Deal focus: Cream of the crop
Proterra is on course to more than double its money on AustAsia, following an agreement to exit the Chinese dairy farm operator to fellow investor Japfa
AustAsia’s success is built on a series of 1% gains, according to Tai Lin, a managing director at Proterra, which has been an investor in the Chinese dairy business since 2010. The location and design of the cattle barns, the genetic make-up of the cows, even the route they take each day to the milking parlor all contribute to operational performance.
“If you are 5-10% better than your competitors, that’s the difference between making very good profit today and losing money. If you look at the average milk yield per cow, it’s really good – around 36 liters in the summer and 40 liters during the winter. Some other companies might get similar yields at individual farms, but the next best competitor is probably at 30 liters at most across the whole herd,” says Lin.
As a result, AustAsia is profitable at a time when depressed milk prices in China mean a lot of other dairy players are not. Proterra recently cashed in on this dynamic, agreeing to sell its 38% stake in the company to Japfa – the Singapore-listed agribusiness player that is its partner in the venture – for $263.1 million. The GP has a put option that becomes enforceable in 2018, so Japfa negotiated a deal to preempt it. Proterra will receive $223 million in cash and $40 million in Japfa stock, which means it will more than double its money on a $100 million-plus investment (including upside on the share price).
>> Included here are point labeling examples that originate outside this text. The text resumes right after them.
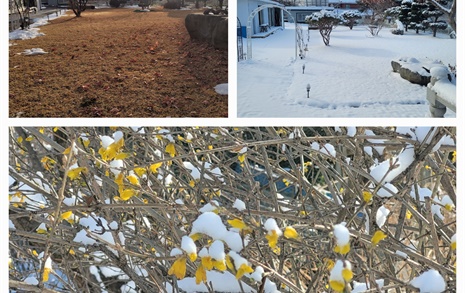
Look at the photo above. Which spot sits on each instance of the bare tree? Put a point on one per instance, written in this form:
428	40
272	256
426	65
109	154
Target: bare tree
112	208
78	6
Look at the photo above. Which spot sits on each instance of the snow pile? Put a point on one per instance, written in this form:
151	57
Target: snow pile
222	88
429	282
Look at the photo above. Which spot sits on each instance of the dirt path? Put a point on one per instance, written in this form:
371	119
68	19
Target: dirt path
117	63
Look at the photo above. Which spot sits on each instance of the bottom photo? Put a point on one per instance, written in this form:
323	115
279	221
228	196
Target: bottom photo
232	209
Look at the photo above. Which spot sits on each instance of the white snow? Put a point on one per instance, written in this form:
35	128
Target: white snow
239	205
381	216
385	173
387	190
342	234
352	77
362	287
222	88
429	282
188	245
271	225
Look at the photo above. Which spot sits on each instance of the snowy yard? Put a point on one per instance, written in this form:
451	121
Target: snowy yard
352	77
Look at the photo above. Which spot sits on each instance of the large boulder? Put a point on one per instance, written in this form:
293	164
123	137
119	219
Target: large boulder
212	29
414	70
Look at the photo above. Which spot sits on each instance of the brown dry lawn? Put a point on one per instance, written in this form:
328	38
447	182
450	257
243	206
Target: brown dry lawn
117	63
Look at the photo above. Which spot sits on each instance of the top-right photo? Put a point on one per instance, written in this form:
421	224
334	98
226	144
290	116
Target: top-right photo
346	58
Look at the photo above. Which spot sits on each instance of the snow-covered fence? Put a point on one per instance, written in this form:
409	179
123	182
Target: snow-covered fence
441	92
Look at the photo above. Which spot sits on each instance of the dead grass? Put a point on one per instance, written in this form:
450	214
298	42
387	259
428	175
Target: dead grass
117	63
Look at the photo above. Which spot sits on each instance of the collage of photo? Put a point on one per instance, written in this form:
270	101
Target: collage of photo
302	146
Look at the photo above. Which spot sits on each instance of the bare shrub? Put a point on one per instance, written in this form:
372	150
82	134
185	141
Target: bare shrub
109	206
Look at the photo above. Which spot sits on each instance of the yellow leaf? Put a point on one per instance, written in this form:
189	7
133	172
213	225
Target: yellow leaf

That capital was committed in installments alongside contributions from Japfa as AustAsia scaled up. They backed an experienced management team that wanted to buy an existing but rundown dairy farm, gut it, and built a new facility from scratch. As of September 2017, the company had more than 80,000 cows, including 41,766 milking cows, across five farms in Shandong province and two in Inner Mongolia. There is also an Indonesian business with 4,508 cows.
In 2016, AustAsia sold 373 million kilograms of raw milk in China and 24 million liters of extended shelf life branded milk in Southeast Asia. It has distribution operations in both markets, working under the Greenfields brand. A processing plant opened in Indonesia last year and a similar facility is currently under construction in China. Japfa said the company would focus on developing its downstream capabilities, so more brand-building is likely.
Proterra, which spun out from Cargill three years ago, made the investment before private equity capital flooded into Chinese dairy farming assets in 2013-2015 – much of it predicated on higher milk prices. Many of those deals have yet to flourish, and although the 2014 price point of RMB4.20 per kg remains a distant memory, Lin notes that the cycle is slowly turning.
“A lot of dairy farmers are losing money and that’s not sustainable. Total milk production not really growing, and unless you believe that consumption of dairy in China isn’t going to grow, the situation must change,” he says. “We would certainly invest in dairy again; in fact, now is a good time to get in.”